Le championnat du monde féminin
Le IFPA Women's World Pinball Championship est un événement bien réel. L'édition 2025, la 8e, s'est tenue au Port City Pinball de Portsmouth (New Hampshire) avec 32 joueuses : 16 qualifiées via le classement open, 16 via le classement féminin, 100 $ de droit d'inscription. La gagnante repart avec un flipper neuf et une qualification automatique pour l'IFPA World Championship (le championnat du monde open).
Résultats vérifiés : Zoe Vrabel (2016, édition inaugurale), Helena Walter Higgins (2017, Suède), Karyn Kiser (2018), Keri Wing (2019), l'édition 2020 a été jouée mais nous n'avons pas pu en confirmer la gagnante (nous préférons le dire plutôt que deviner), pas d'édition en 2021 ni 2022, puis Keri Wing (2023), Danielle Peck (2024, Nouvelle-Zélande), et Keri Wing à nouveau en 2025 — son troisième titre, arraché à Kaylee Campbell après être revenue de 0-3 en finale, décidé lors de la septième partie sur un Iron Maiden. L'édition 2026 est prévue les 28 et 29 mars 2026 au Lyons Classic Pinball, à Lyons (Colorado).
Belles & Chimes : l'auto-organisation
Belles & Chimes a été fondée en 2013 à Oakland (Californie) par Echa Schneider. C'est la première ligue de flipper exclusivement féminine, et elle est devenue un réseau international : nous avons compté environ 120 chapitres sur le site officiel en juillet 2026 (l'immense majorité aux États-Unis, plus le Canada, l'Australie, la Nouvelle-Zélande, le Royaume-Uni et le Mexique). Anecdote amusante : le chapitre d'Adélaïde, en Australie, s'appelle littéralement Pretty in Pin.
Et le point qui devrait faire réfléchir chaque lectrice et lecteur français : il n'existe aucun chapitre Belles & Chimes en France.

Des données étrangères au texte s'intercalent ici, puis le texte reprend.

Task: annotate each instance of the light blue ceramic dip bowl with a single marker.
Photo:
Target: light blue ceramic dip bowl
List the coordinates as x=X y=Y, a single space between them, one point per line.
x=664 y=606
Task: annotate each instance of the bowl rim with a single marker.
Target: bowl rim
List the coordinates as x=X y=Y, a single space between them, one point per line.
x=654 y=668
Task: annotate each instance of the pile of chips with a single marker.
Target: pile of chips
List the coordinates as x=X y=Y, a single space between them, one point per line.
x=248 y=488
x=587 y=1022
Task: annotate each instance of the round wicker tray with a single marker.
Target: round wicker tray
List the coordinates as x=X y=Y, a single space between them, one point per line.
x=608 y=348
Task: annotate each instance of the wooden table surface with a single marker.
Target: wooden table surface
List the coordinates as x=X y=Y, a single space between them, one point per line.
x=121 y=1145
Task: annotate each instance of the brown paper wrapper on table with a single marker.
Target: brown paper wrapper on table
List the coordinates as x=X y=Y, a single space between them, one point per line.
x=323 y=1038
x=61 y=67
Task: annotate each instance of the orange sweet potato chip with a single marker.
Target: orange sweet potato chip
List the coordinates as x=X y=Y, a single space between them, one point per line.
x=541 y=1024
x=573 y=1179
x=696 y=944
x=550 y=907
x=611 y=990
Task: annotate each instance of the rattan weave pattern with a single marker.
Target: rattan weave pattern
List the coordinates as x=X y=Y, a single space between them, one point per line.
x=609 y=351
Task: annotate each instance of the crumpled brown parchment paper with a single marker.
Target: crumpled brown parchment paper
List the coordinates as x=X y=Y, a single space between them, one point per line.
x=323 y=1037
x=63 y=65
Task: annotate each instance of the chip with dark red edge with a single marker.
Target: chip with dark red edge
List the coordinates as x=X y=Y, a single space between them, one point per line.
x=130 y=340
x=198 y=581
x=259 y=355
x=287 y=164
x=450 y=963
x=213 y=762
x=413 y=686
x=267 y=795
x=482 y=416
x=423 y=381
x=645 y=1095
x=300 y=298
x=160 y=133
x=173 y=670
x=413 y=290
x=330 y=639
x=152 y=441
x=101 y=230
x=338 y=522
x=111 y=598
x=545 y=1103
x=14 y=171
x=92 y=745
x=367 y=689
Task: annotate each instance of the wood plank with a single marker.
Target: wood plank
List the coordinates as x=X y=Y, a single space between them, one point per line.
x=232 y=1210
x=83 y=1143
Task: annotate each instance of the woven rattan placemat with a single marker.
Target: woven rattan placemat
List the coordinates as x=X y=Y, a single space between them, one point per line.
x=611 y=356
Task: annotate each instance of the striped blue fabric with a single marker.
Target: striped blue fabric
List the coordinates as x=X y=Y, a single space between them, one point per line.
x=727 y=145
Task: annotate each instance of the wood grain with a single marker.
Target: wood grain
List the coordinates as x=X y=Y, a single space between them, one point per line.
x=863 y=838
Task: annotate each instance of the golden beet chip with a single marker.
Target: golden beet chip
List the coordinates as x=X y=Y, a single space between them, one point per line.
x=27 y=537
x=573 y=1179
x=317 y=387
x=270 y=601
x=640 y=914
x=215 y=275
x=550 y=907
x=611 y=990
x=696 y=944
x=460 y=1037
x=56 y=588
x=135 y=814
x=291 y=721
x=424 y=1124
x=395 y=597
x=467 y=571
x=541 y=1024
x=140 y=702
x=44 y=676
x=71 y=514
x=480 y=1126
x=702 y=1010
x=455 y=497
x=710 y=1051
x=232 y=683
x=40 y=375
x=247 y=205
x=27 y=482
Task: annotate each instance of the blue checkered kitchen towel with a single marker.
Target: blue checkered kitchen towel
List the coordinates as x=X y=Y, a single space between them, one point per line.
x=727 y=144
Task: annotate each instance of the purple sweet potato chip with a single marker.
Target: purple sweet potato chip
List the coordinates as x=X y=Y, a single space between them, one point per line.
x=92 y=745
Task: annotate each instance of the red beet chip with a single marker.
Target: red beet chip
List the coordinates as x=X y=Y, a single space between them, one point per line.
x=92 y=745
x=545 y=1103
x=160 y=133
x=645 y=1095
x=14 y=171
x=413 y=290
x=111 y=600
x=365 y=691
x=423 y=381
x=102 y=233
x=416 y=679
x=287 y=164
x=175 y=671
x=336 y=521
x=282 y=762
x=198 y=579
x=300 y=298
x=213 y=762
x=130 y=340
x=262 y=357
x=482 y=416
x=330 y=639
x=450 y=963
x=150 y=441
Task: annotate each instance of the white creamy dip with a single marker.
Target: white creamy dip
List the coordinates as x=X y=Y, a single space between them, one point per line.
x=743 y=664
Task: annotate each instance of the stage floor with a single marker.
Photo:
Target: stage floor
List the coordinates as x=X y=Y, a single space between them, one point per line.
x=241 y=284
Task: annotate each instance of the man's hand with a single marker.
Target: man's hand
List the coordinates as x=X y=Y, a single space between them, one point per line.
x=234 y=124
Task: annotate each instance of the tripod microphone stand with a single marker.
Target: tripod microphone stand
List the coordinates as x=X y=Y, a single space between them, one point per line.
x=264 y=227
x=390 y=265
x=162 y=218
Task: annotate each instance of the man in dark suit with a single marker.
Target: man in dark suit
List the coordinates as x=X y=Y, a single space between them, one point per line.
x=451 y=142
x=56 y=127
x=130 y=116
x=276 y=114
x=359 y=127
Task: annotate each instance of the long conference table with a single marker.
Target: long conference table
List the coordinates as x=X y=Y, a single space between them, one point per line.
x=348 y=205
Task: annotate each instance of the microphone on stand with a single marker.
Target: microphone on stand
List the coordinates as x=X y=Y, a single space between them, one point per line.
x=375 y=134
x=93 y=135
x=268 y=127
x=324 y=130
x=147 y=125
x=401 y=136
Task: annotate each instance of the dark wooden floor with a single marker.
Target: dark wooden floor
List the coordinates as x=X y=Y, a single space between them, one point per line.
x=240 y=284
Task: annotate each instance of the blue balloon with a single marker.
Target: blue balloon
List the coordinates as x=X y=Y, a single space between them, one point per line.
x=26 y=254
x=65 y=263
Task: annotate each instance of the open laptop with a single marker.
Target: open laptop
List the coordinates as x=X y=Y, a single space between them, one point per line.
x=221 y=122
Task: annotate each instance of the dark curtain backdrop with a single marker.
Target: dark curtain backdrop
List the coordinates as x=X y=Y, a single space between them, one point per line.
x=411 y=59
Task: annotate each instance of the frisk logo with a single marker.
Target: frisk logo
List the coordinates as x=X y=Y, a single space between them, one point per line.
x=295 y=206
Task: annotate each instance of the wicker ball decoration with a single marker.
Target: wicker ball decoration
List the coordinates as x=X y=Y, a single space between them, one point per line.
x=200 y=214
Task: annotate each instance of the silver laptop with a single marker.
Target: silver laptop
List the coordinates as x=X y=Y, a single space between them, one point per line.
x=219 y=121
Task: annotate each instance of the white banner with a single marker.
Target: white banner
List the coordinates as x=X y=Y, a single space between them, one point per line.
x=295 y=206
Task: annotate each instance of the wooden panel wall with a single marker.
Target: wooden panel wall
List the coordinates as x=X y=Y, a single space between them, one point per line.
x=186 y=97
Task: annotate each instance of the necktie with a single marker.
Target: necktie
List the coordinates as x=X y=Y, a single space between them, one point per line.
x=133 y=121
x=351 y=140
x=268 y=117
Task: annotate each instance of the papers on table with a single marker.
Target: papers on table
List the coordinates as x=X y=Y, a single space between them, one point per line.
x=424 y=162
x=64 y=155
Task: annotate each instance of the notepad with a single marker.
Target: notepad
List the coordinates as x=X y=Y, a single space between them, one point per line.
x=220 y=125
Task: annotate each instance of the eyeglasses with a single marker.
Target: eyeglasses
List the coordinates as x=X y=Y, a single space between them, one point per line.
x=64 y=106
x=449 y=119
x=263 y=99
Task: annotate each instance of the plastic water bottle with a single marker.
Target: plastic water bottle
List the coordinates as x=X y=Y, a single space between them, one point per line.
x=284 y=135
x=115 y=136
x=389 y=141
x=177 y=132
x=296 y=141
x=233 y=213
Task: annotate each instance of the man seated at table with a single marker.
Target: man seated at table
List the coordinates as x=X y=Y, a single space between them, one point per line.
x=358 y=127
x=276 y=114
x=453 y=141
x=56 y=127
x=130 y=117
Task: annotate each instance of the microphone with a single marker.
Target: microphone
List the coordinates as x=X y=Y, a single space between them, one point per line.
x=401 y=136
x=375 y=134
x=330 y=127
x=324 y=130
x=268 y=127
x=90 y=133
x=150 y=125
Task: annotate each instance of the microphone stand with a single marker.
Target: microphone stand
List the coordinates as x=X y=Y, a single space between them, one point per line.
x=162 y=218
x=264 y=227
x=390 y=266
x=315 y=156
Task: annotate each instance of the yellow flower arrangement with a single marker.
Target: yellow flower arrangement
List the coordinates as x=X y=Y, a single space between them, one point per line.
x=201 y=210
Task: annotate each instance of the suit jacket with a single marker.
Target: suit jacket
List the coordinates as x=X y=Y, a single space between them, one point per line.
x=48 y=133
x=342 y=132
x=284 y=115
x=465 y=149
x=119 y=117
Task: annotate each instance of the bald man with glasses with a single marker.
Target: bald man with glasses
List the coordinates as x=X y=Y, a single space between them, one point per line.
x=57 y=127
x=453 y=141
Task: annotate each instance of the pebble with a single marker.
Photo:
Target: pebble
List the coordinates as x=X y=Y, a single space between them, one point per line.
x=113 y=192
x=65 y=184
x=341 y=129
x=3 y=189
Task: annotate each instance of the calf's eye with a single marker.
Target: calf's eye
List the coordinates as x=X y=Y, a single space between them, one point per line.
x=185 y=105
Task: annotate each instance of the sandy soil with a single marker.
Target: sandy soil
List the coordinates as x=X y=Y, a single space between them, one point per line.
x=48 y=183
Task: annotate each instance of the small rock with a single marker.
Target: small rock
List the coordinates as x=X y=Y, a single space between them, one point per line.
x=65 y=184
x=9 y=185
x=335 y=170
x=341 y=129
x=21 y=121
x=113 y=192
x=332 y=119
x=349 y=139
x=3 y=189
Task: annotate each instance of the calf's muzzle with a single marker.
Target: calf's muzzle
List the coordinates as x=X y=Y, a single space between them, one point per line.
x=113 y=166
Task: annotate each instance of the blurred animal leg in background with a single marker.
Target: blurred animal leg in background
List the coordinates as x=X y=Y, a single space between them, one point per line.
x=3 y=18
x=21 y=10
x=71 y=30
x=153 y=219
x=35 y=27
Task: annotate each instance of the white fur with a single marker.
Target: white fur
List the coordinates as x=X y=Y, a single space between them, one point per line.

L'Europe entre dans la partie — et c'est très récent
L'IFPA a lancé une Women's European Championship Series (WECS), dont la saison inaugurale s'est appuyée sur les tournois féminins européens disputés en 2025. Le premier IFPA Women's European Pinball Championship s'est joué en avril 2026 à la Lund Pinball Academy (Lund, Suède). Résultat : victoire de Kate Rothwell-Jackson (Royaume-Uni) sur Karyn Kiser (Suède) 4-2 en finale, Claire Lickman (R.-U.) 3e, Nora Sommerfeldt (Norvège) 4e ; 500 € à la gagnante. C'est un événement vieux d'à peine trois mois, quasiment jamais couvert en français. Voilà, concrètement, ce qu'est « une scène qui monte ».
Deux précisions au passage : le « Women's International Pinball Tour » n'existe pas — c'est une confusion avec le WIPT (Women's International Pinball Tournament), un tournoi satellite de Pinburgh (100 $ de droit d'inscription). Et côté français : 1 224 joueurs français sont classés par l'IFPA, mais aucun circuit féminin structuré n'existe en France à notre connaissance. Si vous en lancez un, vous serez la première.
Le débat sur les divisions féminines : les deux camps, honnêtement
C'est un vrai débat au sein de la communauté, et il mérite mieux qu'une caricature.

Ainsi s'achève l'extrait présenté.